Analysis of hSMVT-mediated uptake in oocytes. A, uptake of R,S-[3H]LA (1 Ci/mmol) in hSMVT-expressing oocytes (squares) or non-injected control oocytes (circles) in the presence of 100 mm NaCl (solid symbols) or choline chloride (open symbols). B, uptake ...

Functional Expression of hSMVT in P. pastoris

To facilitate the immunological detection of hSMVT in suitable expression systems and its subsequent purification, we introduced a FLAG epitope and a hexa-His tag at the C terminus of hSMVT (hereafter referred to as recombinant hSMVT). As determined with R-[3H]LA uptake studies, recombinant and unmodified hSMVT had virtually indistinguishable transport activity in oocytes (Fig. 3A) and can be immunologically detected with monoclonal anti-FLAG M2 IgG (Fig. 3B). Building on the availability of a fully functional recombinant hSMVT, we tested expression of hSMVT in P. pastoris, a eukaryotic host system that was previously successfully used for the expression of other mammalian (and human) recombinant membrane proteins (24). As judged by Western blot analysis using the anti-FLAG M2 IgG, inducing the expression of recombinant hSMVT from the methanol-inducible alcohol dehydrogenase promotor readily yielded full-length recombinant hSMVT in the plasma membrane of P. pastoris with a similar glycosylation pattern as that observed in oocytes (18). To confirm that the immunoreactive bands at ~65 and ~58 kDa corresponded to the differently glycosylated versions of hSMVT, we subjected the sample to peptidyl N-glycosidase F treatment. Complete peptidyl N-glycosidase F digestion of the detectable bands resulted in a single band, corresponding to non-glycosylated recombinant hSMVT, at ~55 kDa (Fig. 3C). In addition to the differently glycosylated forms of hSMVT at ~55, ~58, and ~65 kDa, we occasionally detected a faint immunoreactive band at ~40 kDa that may be a degradation product of recombinant hSMVT containing the C-terminal FLAG epitope. Recombinant hSMVT was purified by anti-FLAG immune affinity chromatography (25) after extracting the protein with DDM (Fig. 3D).

FIGURE 3.
Purification of recombinant hSMVT produced in P. pastoris. A, time course of 1.66 μm R-[3H]LA (4 Ci/mmol) uptake by oocytes injected with mRNA encoding the native (■) or recombinant (FLAG epitope and His tag-containing) ([down-pointing small open triangle]) hSMVT ...

Interaction of LA with Purified Recombinant hSMVT

To test the activity of purified hSMVT in detergent-solubilized form, we assessed binding of R-[3H]LA with the scintillation proximity assay (Fig. 4).
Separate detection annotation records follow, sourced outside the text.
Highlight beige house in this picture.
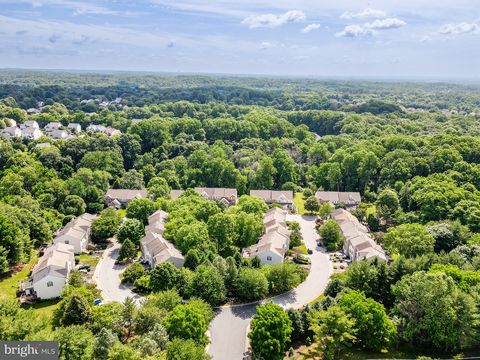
[332,209,387,261]
[53,213,96,254]
[243,207,290,264]
[315,191,362,207]
[195,187,237,206]
[140,210,184,268]
[105,189,148,209]
[250,190,294,210]
[23,243,75,300]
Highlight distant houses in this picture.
[315,191,362,207]
[22,243,75,300]
[53,213,96,254]
[332,209,387,261]
[243,207,290,264]
[250,190,295,210]
[140,210,184,268]
[105,189,148,209]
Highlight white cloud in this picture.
[335,18,406,37]
[438,22,480,35]
[302,24,322,34]
[242,10,307,29]
[340,8,387,19]
[335,25,374,37]
[260,41,273,50]
[363,18,406,30]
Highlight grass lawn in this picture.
[80,254,100,267]
[25,299,60,319]
[293,193,305,215]
[0,256,38,299]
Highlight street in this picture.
[208,215,333,360]
[93,240,143,304]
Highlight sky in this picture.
[0,0,480,80]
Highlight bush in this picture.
[236,268,268,301]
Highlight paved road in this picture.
[93,240,142,304]
[208,215,333,360]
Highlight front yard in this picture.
[293,192,305,215]
[0,255,38,299]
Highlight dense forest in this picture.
[0,71,480,359]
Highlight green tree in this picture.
[338,290,396,351]
[127,199,157,225]
[121,263,145,284]
[376,189,400,221]
[305,195,320,213]
[118,239,137,261]
[207,213,236,254]
[236,268,268,301]
[53,325,95,360]
[60,195,87,216]
[93,328,118,359]
[117,219,145,245]
[311,305,356,360]
[267,262,302,294]
[115,169,145,189]
[108,342,141,360]
[248,302,292,360]
[163,304,208,345]
[392,271,478,350]
[318,202,334,220]
[253,156,277,189]
[318,220,343,251]
[382,224,435,257]
[150,262,180,291]
[92,208,122,241]
[54,293,93,326]
[167,338,210,360]
[191,264,227,305]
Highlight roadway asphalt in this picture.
[93,215,333,360]
[93,239,143,304]
[208,215,333,360]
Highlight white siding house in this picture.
[25,244,75,300]
[140,210,184,268]
[243,207,290,264]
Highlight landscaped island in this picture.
[0,71,480,360]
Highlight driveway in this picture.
[93,240,143,305]
[208,215,333,360]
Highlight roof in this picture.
[315,191,361,205]
[32,243,75,282]
[105,189,148,201]
[140,210,183,263]
[250,190,293,204]
[245,207,290,257]
[56,213,96,240]
[195,187,237,201]
[332,209,387,260]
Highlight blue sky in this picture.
[0,0,480,79]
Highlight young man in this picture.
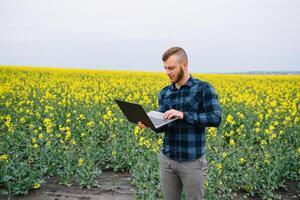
[139,47,221,200]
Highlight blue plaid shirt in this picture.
[155,75,221,161]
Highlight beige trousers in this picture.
[158,152,207,200]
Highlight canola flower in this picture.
[0,67,300,199]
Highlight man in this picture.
[138,47,221,200]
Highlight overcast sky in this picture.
[0,0,300,73]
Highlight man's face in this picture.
[164,55,184,83]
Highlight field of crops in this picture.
[0,66,300,199]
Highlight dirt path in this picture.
[0,171,300,200]
[7,171,135,200]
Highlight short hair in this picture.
[162,47,188,62]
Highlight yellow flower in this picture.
[77,158,84,167]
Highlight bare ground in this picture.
[0,171,300,200]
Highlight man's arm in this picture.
[154,92,168,133]
[183,83,222,127]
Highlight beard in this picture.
[172,67,184,83]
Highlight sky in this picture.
[0,0,300,73]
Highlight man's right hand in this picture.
[138,122,148,128]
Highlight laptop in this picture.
[114,99,178,130]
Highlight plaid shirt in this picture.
[155,75,221,161]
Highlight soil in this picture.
[0,171,300,200]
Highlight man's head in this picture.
[162,47,189,83]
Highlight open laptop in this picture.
[115,99,178,130]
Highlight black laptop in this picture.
[115,99,178,130]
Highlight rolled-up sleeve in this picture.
[183,83,222,127]
[154,91,167,133]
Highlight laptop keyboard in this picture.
[150,117,168,126]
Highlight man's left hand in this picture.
[163,109,183,119]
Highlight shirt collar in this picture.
[171,74,194,90]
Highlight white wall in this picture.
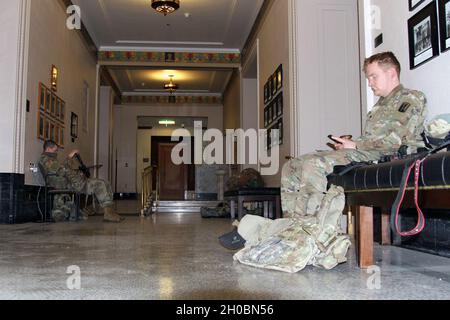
[25,0,96,184]
[295,0,361,154]
[257,0,291,187]
[241,78,259,170]
[113,105,223,193]
[0,1,25,173]
[98,86,114,181]
[366,0,450,119]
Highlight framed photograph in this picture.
[264,83,268,104]
[55,125,59,145]
[267,77,273,102]
[50,122,56,142]
[267,105,273,125]
[55,99,61,120]
[59,128,64,148]
[408,0,425,11]
[38,112,45,140]
[59,100,66,123]
[438,0,450,52]
[50,94,56,116]
[39,83,46,111]
[271,100,278,121]
[44,118,50,140]
[264,108,267,127]
[276,64,283,91]
[267,128,272,150]
[408,1,439,69]
[277,93,283,116]
[70,112,78,139]
[271,73,278,97]
[45,88,52,113]
[278,118,283,145]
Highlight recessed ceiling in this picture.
[72,0,264,52]
[109,67,233,96]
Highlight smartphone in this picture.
[328,134,341,144]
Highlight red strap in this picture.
[395,159,425,237]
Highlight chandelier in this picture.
[152,0,180,16]
[164,75,178,94]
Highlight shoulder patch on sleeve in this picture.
[398,102,411,113]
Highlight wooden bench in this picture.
[329,152,450,268]
[224,188,282,220]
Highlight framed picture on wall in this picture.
[271,73,278,97]
[278,119,283,145]
[38,112,45,140]
[59,101,66,122]
[438,0,450,52]
[408,1,439,69]
[50,94,56,116]
[277,93,283,116]
[59,128,64,148]
[70,112,78,139]
[408,0,425,11]
[39,83,45,111]
[276,64,283,90]
[264,83,269,104]
[44,118,50,140]
[45,88,52,113]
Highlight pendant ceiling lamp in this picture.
[152,0,180,16]
[164,76,178,94]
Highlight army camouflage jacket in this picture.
[39,152,87,191]
[355,85,427,154]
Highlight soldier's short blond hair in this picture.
[363,51,402,78]
[43,140,59,152]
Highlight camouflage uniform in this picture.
[281,85,427,216]
[39,153,114,221]
[234,85,427,272]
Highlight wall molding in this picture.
[13,0,31,174]
[98,51,241,64]
[288,0,300,158]
[120,95,223,105]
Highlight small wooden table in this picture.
[224,188,282,220]
[346,186,450,269]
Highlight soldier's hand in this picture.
[333,136,356,150]
[69,150,80,158]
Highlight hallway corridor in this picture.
[0,202,450,300]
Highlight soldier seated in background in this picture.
[39,140,123,222]
[235,52,427,272]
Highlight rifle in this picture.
[74,153,91,179]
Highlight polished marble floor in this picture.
[0,202,450,300]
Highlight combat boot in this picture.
[103,206,124,223]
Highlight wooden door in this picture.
[158,143,188,200]
[294,0,362,154]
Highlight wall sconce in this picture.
[70,112,78,142]
[50,65,58,92]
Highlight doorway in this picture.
[151,137,195,201]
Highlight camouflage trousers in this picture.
[234,150,381,272]
[281,150,381,217]
[77,178,114,208]
[52,178,114,221]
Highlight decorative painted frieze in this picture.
[98,51,241,63]
[121,96,223,105]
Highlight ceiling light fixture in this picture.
[159,120,176,127]
[152,0,180,16]
[164,75,178,94]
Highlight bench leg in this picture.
[230,200,236,220]
[275,196,282,219]
[356,207,374,269]
[381,208,392,246]
[238,197,244,221]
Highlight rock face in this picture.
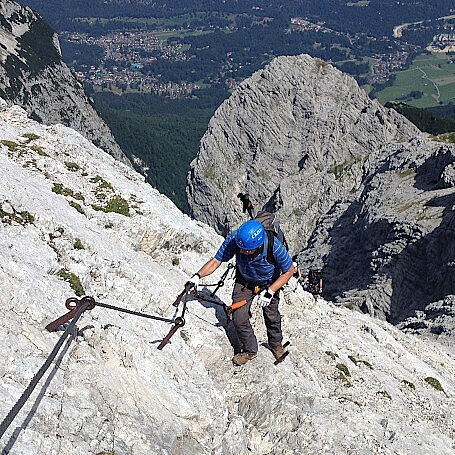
[0,101,455,455]
[187,55,420,253]
[188,55,455,330]
[0,0,129,163]
[299,139,455,324]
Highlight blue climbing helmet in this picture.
[235,220,266,250]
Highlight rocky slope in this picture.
[188,55,455,332]
[0,0,129,167]
[187,55,420,253]
[0,101,455,455]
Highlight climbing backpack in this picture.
[254,210,288,265]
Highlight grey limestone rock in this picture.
[187,55,420,253]
[188,55,455,332]
[299,139,455,323]
[0,0,129,164]
[0,103,455,455]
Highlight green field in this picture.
[377,53,455,108]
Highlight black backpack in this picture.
[254,210,288,265]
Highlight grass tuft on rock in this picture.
[65,161,81,172]
[376,390,392,400]
[336,363,351,377]
[425,376,445,393]
[57,269,85,297]
[401,379,416,390]
[73,238,85,250]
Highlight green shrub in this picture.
[103,196,131,216]
[376,390,392,400]
[425,377,445,393]
[401,379,416,390]
[57,269,85,297]
[0,141,19,152]
[22,133,39,144]
[65,161,81,172]
[337,363,351,377]
[68,201,85,215]
[73,238,85,250]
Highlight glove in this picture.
[258,289,275,308]
[188,273,201,291]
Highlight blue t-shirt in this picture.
[215,231,292,284]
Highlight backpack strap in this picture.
[265,230,277,267]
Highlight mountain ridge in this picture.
[0,99,455,455]
[0,0,129,167]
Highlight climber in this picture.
[190,220,294,365]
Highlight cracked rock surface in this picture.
[187,55,455,335]
[0,101,455,455]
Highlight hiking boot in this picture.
[271,344,286,359]
[232,352,258,366]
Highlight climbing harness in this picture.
[204,263,235,297]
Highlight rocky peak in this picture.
[0,0,129,167]
[187,55,421,253]
[0,105,455,455]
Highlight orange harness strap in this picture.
[229,300,246,310]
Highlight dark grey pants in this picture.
[232,282,283,352]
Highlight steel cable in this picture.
[0,302,90,439]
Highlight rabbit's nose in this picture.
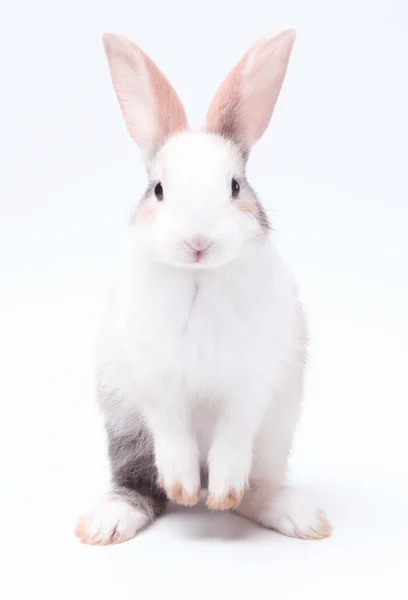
[187,234,211,251]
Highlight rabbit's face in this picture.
[132,132,268,269]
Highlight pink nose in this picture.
[188,234,210,251]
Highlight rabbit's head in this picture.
[103,29,295,269]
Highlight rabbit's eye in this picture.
[231,178,240,198]
[154,181,163,202]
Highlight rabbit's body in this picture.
[77,32,330,544]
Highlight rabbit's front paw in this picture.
[206,486,247,510]
[156,447,200,506]
[157,475,200,506]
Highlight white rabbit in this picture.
[76,29,331,544]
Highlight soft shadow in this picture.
[163,500,263,542]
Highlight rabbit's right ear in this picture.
[102,33,188,161]
[206,29,296,151]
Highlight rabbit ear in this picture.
[206,29,296,151]
[102,33,188,160]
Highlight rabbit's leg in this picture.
[207,383,264,510]
[237,381,331,539]
[76,422,167,545]
[146,394,200,506]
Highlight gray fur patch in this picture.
[107,425,167,521]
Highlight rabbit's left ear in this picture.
[206,29,296,151]
[102,33,188,161]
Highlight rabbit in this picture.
[76,29,331,545]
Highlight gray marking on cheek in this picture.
[256,198,273,233]
[245,179,273,235]
[130,181,157,224]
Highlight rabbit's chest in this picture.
[126,274,272,397]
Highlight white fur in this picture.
[76,494,149,546]
[88,30,329,539]
[99,133,305,506]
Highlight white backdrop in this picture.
[0,0,408,600]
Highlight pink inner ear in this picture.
[127,40,188,139]
[206,51,249,137]
[206,29,295,149]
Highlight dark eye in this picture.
[154,181,163,202]
[231,178,240,198]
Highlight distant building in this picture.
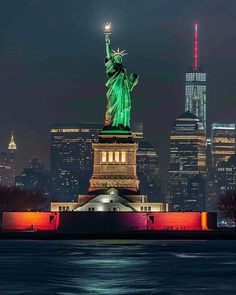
[16,158,51,197]
[207,123,236,211]
[0,133,17,187]
[137,141,163,202]
[211,123,236,167]
[185,23,206,130]
[50,123,143,201]
[215,154,236,197]
[168,112,206,211]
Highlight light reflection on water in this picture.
[0,240,236,295]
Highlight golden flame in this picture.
[105,23,111,31]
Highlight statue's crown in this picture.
[112,48,128,57]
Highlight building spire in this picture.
[8,131,17,150]
[193,23,199,71]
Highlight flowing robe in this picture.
[105,57,138,128]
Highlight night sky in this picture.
[0,0,236,172]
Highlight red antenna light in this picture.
[193,23,199,71]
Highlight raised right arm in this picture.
[105,35,111,59]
In this assay, purified recombinant hSMVT was immobilized on copper-coated scintillation beads (using the hexa-His tag in recombinant hSMVT) that emit light only when a radioactive ligand stably binds to the immobilized target protein (26). 0.83 μm R-[3H]LA yielded a robust specific SPA signal when 50 ng (about 0.73 pmol) of purified hSMVT was used per assay (Fig. 4A). Performing the assay in the absence of NaCl yielded a signal that was indistinguishable from the non-proximity (background) signal obtained in the presence of imidazole that competes with the hexa-His-tagged protein for binding to the copper-coated SPA beads, indicative of the strict Na+ dependence of the interaction of LA with hSMVT and extending previous direct and indirect studies on the Na+ requirement for hSMVT activity (Fig. 4A).

FIGURE 4.
Interaction of R-LA with purified hSMVT. Binding of R-[3H]LA to 50 ng of purified hSMVT was measured with the SPA by immobilizing recombinant hSMVT via the engineered His tag to copper-coated yttrium silicate SPA beads. A, binding of 0.83 μm ...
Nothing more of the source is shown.